Welcome!

This blog takes you behind the scenes of the writing of an academic history book – like a ‘making of’ featurette. Its aim is to make visible the traditionally invisible process of what it’s like for a university academic in the Humanities to write a research monograph, i.e. a single-authored 100,00 word book.

I’m a History Fellow at Somerville College, Oxford, and the book I’m writing has a working title of The Elusive Church: Luther, Poland and the Early Reformation. This project is supported by a British Academy Mid Career Fellowship (2012-13).

On these pages, you'll find a regular 'log' of how the book is progressing, plus information about the project. I welcome your comments and thoughts - whether you're studying or teaching history at school or university, or writing non-fiction yourself...

Friday, 21 December 2012

Wallpaper


When an articulate teenager was interviewed on BBC Radio 4’s ‘Any Answers?’ last week, she talked confidently about herself as a visual learner, as opposed to an aural leaner. That’s not a vocabulary I’ve come across before, but that basic difference in how people prefer to think and learn has long seemed obvious to me, and it plays a big part in how the monograph is being written.
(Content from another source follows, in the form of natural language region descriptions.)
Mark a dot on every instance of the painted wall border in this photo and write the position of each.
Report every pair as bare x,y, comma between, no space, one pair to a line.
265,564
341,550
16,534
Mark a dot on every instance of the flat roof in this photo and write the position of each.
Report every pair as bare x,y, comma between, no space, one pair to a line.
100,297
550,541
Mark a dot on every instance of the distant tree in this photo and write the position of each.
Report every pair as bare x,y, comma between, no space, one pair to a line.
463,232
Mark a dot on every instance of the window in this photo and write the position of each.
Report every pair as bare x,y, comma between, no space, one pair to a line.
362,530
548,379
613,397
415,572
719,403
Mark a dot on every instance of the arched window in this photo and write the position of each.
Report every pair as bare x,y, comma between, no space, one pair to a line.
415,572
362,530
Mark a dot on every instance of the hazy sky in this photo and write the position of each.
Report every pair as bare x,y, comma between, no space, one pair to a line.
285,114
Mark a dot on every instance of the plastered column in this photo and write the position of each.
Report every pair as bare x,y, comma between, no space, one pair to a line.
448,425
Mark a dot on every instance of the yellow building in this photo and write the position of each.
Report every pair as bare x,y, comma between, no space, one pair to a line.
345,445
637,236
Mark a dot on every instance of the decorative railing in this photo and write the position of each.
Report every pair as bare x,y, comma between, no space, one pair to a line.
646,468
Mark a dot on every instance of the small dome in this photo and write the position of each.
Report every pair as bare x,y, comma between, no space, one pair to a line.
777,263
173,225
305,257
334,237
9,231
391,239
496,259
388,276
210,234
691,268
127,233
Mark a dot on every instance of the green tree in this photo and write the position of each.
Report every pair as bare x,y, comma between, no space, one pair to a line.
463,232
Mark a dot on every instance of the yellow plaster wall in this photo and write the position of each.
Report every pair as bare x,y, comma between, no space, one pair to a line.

I fall squarely into the ‘visual learner’ category. Even if the monograph text itself looks pretty monochrome on the computer screen, the thinking behind it is underpinned by lots of images. When I moved into my temporary Somerville rooms (a building work exile) back in spring, I printed pictures of the book’s dramatis personae off the internet and put them up on the walls – woodcuts of King Zygmunt I, portraits of Luther and the Prussian humanist Johannes Dantiscus, cityscapes of early modern Cracow, Danzig and PoznaƄ, and so on. These are arranged on different walls to mirror roughly the geography of 16C Europe – the German actors in the far west, then Poznan and Prussia, and Cracow to the east. The desk and pc sit between western Poland and the Baltic.



These pictures liven up my room, and remind me that the heaps of photocopied sources scattered all over the floor (to my scout’s horror) relate to real people and places. They also help me in a big way to analyse what is happening in Poland in the early Reformation, to visualise more easily the spatial and even political relationships between key individuals and urban centres. Unfortunately, when the room gets too warm the pictures curl up and fall off the walls, but I try not to read too much into that….    

Friday, 7 December 2012

When is a draft not a draft?


Colleagues and friends kindly ask me at regular intervals how the book is going, to which I say that (fingers crossed) I’m still on track to have a first draft of the monograph at some point in the spring (giving me several months to do mopping up archive trips to Poland, editing, checking, etc).

I’ve begun to wonder a bit, however, about this phrase ‘first draft’, and what it really means. The printed-out chapters already filed in my mock-up ‘book folder’ are certainly not first drafts, in any strict sense of the word… as any glance at my computer files will reveal. In the pc folder entitled ‘Chap 1’, for example, there are 7 versions of that chapter: the current one, and its much less happy ancestors. By ‘first draft’, I suppose I mean: after weeks of working on this piece, this is the first draft that I am reasonably happy with, in the full knowledge that it will be rewritten (possibly radically) once the rest of the book has taken shape, to keep it in line with everything else. ‘First draft’ means, in other words, ‘good enough for now’.

I’m not sure that many historians do write first drafts of chapters, in the purist sense, of writing a chunk of prose from beginning to end for the first time, like running a race from starting gun to finishing line. You might write some of it, realise that despite all your planning and analysis there is a structural problem, unpick it, then carrying on writing. (A bit like iteration). Editing, writing, rewriting and rethinking are so closely entwined, that what constitutes a ‘draft’ is a moot point, and counting with any precision how many ‘drafts’ of a chapter it takes to get to the final version is perhaps therefore impossible. ‘Draft’ implies that we work in neat units of polished prose; it may look like that at the end, but the process itself feels far more organic. So maybe ‘draft’ is a psychological category used by writers, rather than an empirical measure of progress.